Ulasan buku oleh: Hartono Rakiman, Pengasuh Rumah Baca.
Ada untungnya saya dilahirkan sebagai orang Jawa, ketika membaca buku “Makrifat Jawa,” karya Abdurrahman El ‘Ashiy (Serambi: 2011). Mungkin agak sedikit sulit bagi pembaca non Jawa untuk memahami buku ini, meskipun di sampul depan ada tulisan yang menyebutkan “Makrifat Jawa Untuk Semua.”

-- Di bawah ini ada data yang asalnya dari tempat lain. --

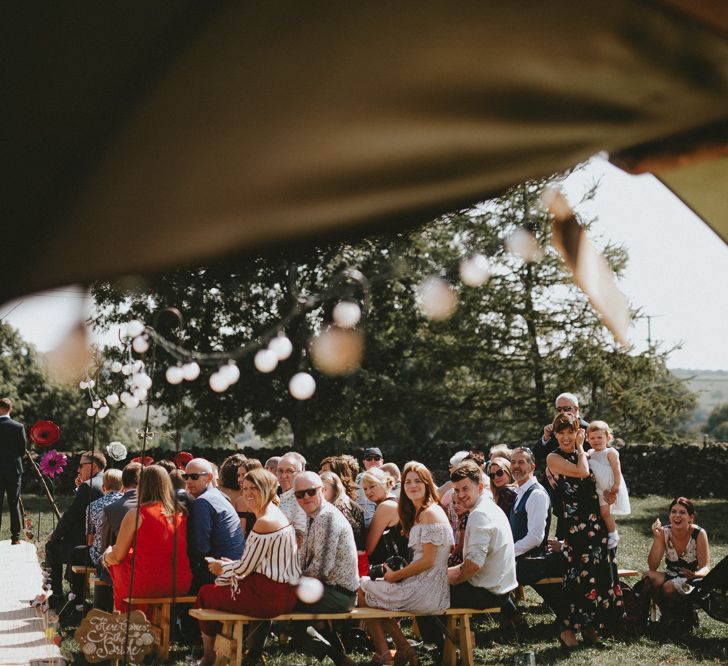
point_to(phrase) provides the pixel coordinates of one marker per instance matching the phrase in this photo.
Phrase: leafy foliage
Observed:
(488, 374)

Pada sampul belakang buku disebutkan bahwa sebelum Islam datang, Jawa telah memiliki ajaran-ajaran kearifan yang mapan. Kehadiran Islam tidak menghapus kearifan-kearifan itu, tapi justru menyempurnakannya.
Orang Jawa sangat terbuka terhadap keyakinan dan semua agama, terutama Islam. Namun, mereka tidak mau ketika harus ”diarabkan.” Sebagaimana mereka juga menolak mati-matian saat hendak ”dibelandakan” atau ”diinggriskan.”
Melalui buku ini, sang penulis, Abdurrahaman El ’Ashiy, yang bernama asli Muhaji Fikriono, mencoba mendaratkan ajaran makrifat Jawa ini ke dalam dialog personal dengan pembaca. Menceritakan siapa Ki Ageng Suryomentaram, sang penemu rumusan ”Kawruh Begja” (ilmu bahagia). Sekaligus menceritakan siapa sang penulis sendiri pada awal sebelum mengenal karya-karya Ki Ageng Suryomentaram.
Ki Ageng Suryomentaram adalah pelatak dasar ilmu kejawen ”Kawruh Begja,” yang berhasil menyedarhanakan realitas kehidupan dengan kondisi yang dihadapai sosok manusia sehari-hari.
Dia adalah B.R.M. Kudiarmadji, sebagai putra ke-55 dari 79 putra-putri Sultan Hamengku Buwono VII. Konsepnya adalah ”saiki, ngene, neng kene” (sekarang, seperti ini, di sini).
Menurut Ki Ageng Suryomentaram, tak perlulah otak manusia dijejali dengan pemikiran atau kawruh yang berada di luar pengetahuan atau pengalaman manusia sehari-hari. Konsep ini lebih berifat personal, refleksi ke dalam diri setiap manusia.
Jalan pikiran Ki Ageng Suryomentaram mirip dengan Krisnamurti (self knowldge: pengetahuan tentang diri sendiri), Zarathustra (Tat Tvam Asi: itulah engkau), atau Sokrates (Gnothi Seauton: kenalilah dirimu). Dalam khasanah Islam juga ada, seperti disampaikan oleh Ali bin Abu Thalib (Man ‘arafa nafsahu faqad ‘arafa Rabbahu: orang yang memahami dirinya otomatis makrifat kepada Tuhannya).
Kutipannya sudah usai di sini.